Stop all the tubes, cut off the API. Transport for London has had to stop its supply of data about the movements of Underground trains due to “overwhelming demand” from demonstrations of what can be done with that data such as Harry Metcalfe’s Matthew Somerville’s maths-and-magic live tube map. (If you try to go to that site now it just hangs.)

The reason: after opening up the API, requests for data ballooned from 180,000 to 10m. Consequently, TfL found itself a bit underprepared.

As the London Datastore – which has been the throughway for those API requests – notes,

“Owing to overwhelming demand by apps that use the service, the London Underground feed has had to be temporarily suspended. We hope to restore the service as soon as possible but this may take some days.

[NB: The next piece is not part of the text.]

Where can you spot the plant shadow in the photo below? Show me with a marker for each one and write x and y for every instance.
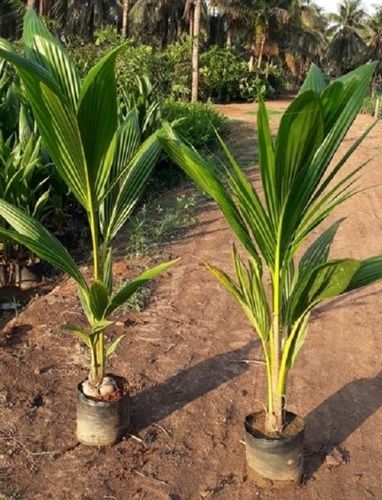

We will keep everyone informed of progress towards a resolution.”

Our understanding is that the London Datastore is now encouraging TfL to serve API requests directly, rather than proxied through the data store, because that will mean that TfL gets a clearer idea of who the customers and developers for its data actually are, and where they’re based.

In the comments to the blogpost, there are some useful suggestions for TfL about how to improve the service while easing the strain on its (well, the LDS’s) servers: more partitioning of feeds with less data per feed, and more caching. Obvious to developers – not so obvious to an organisation which has lived its life functioning, as one developer described it to me, as “a black box that people pour money into and which then spits out travel”.

But for TfL, the lesson is clear: there’s real, eager demand for its data via an API. There are people who have positive, helpful suggestions for how to improve its servicing. And it’s being advised to hold those customers/developers closer, rather than at arm’s length. It’s going to be interesting to see how it progresses.

Now, can we have the live tube map back please? Soon?